Wednesday, May 15, 2013

Incoming and ongoing seedling sales in Montréal!



Some resources for the gardeners who are looking for seedlings to add to their garden.

Vert-ta-ville seedling sale at the Concordia Greenhouse

 

Flowers, vegetables and herb heirloom seedlings at 3$ a piece from May 21 to May 24 (or until stocks are exhausted, which tends to happen quite fast).

Find more information in the Facebook event or on the Concordia Greenhouse blog.

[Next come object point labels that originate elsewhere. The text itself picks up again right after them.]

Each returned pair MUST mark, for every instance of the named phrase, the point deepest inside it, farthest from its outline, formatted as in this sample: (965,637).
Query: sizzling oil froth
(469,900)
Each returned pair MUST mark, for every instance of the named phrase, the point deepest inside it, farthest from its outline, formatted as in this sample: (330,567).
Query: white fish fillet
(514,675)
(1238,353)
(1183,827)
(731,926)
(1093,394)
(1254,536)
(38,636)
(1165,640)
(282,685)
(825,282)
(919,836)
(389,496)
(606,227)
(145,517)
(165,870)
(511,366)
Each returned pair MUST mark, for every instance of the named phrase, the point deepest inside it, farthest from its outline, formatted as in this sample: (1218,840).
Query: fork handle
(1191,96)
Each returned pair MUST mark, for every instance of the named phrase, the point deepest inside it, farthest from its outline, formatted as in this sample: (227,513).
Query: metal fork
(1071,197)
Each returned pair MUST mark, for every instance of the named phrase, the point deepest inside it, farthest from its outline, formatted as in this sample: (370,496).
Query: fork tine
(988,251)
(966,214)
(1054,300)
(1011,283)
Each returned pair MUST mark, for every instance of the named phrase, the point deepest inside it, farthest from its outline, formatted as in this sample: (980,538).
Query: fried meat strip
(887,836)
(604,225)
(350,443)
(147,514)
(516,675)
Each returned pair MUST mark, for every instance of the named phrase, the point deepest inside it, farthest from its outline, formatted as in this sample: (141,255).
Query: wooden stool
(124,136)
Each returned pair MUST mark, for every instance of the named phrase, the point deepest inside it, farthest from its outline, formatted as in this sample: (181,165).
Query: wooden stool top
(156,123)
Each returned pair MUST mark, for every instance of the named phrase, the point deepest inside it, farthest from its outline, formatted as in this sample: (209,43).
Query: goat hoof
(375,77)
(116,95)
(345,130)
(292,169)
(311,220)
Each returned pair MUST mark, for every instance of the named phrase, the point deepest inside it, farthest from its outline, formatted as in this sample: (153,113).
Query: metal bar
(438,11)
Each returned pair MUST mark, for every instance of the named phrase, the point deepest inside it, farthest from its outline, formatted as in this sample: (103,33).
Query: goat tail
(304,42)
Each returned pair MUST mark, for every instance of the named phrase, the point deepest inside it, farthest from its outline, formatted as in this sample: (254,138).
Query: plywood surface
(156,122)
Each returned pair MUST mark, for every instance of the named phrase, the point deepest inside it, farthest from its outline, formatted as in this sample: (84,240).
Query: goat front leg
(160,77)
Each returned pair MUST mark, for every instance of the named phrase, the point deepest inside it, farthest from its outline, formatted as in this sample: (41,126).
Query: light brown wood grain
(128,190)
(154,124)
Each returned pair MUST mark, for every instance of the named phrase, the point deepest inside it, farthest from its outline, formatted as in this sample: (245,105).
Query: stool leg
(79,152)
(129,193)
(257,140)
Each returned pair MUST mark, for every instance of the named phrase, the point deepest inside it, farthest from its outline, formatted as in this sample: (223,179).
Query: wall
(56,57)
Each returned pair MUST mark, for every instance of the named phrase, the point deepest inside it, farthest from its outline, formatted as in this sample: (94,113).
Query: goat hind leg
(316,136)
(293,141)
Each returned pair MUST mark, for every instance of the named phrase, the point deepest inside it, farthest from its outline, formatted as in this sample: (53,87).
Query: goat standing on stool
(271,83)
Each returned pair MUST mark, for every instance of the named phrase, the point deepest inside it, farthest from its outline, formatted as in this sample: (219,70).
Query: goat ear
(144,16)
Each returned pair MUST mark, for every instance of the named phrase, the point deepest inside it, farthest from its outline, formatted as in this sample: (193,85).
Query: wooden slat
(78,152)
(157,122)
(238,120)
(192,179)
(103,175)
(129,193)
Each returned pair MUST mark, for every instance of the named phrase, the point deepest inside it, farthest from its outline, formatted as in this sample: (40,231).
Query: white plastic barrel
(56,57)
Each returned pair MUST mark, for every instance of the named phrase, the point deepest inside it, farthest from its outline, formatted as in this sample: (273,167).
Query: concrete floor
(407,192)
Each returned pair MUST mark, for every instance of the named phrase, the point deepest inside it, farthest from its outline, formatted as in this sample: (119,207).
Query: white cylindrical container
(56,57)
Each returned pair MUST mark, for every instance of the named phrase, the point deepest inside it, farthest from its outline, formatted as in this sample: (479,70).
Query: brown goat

Santropol Roulant's Seedling Sale

 

Come one, come all to the Roulant's Annual Seedling Sale!
On Saturday, June 1st, from 11am to 5pm, we'll be selling the extra seedlings from our greenhouses, all of which have been grown from organic seeds using organic methods. They're perfect for getting your garden off to a good start.
All proceeds from the sale will go to Santropol Roulant's urban and peri-urban agriculture programs. With a couple of exceptions, seedlings sell for $3.50 each, or 3 for $10. Most seedlings have been potted up to 3 1/2 inch pots. 
Here's what we expect to have for sale: tomatoes, eggplants, peppers, basil, parsley, lettuce, shallots, ground cherries, cucumbers, summer and winter squash, and more!
If you'd like to reserve your plants in advance, please email Tim. See you at the sale!

Santropol Roulant is located at 111, Roy east.

Get your seedlings at Coop La Maison Verte

 

La Maison Verte, in NDG, also offers seedlings that you can order on their website and pick up at their store (5785 Sherbrooke West) every Saturday until June 8.

 

Greening Indoor McGill First Plant Sale


Annual GIMI indoor and outdoor plant sale!
Friday, June 7th 11-2pm
Downtown campus, intersection of lower fields (between Arts building & Roddick gates)
CALL FOR DONATIONS 

Now that spring is finally here it’s time to think about plants!!  Are any of your indoor office plants getting too big? Do you need to divide your garden perennials?  Are your neighbours and friends tired of accepting your divided perennial “gifts”? Did you start too many tomato plants? We would be thrilled to receive any of them!

The Greening Indoor McGill Initiative is hosting its 1st Annual McGill indoor and outdoor plant sale on Friday, June 7th, 2013 from 11-2pm at the intersection, lower campus fields (halfway between Arts building & Roddick gates). Mark your calendars! Pass the message on!

Find more information on their website.

Wednesday, May 8, 2013

Container garden opening! May 13-14

Credits: Dana Skolnick
UPDATE: Due to the weather on Monday, we are not done setting up the container garden. Join us behind the James Administration building between 1-4pm this Thursday May 16 if you want to help out!
-------------------------------------------


Finally, it's time to get our hands dirty! Campus Crops will be setting up its container garden behind the James Administration building next Monday and Tuesday, May 13 & 14 from 1-4pm! If the weather is clement, we will start planting in our containers on Thursday May 16 at 1pm.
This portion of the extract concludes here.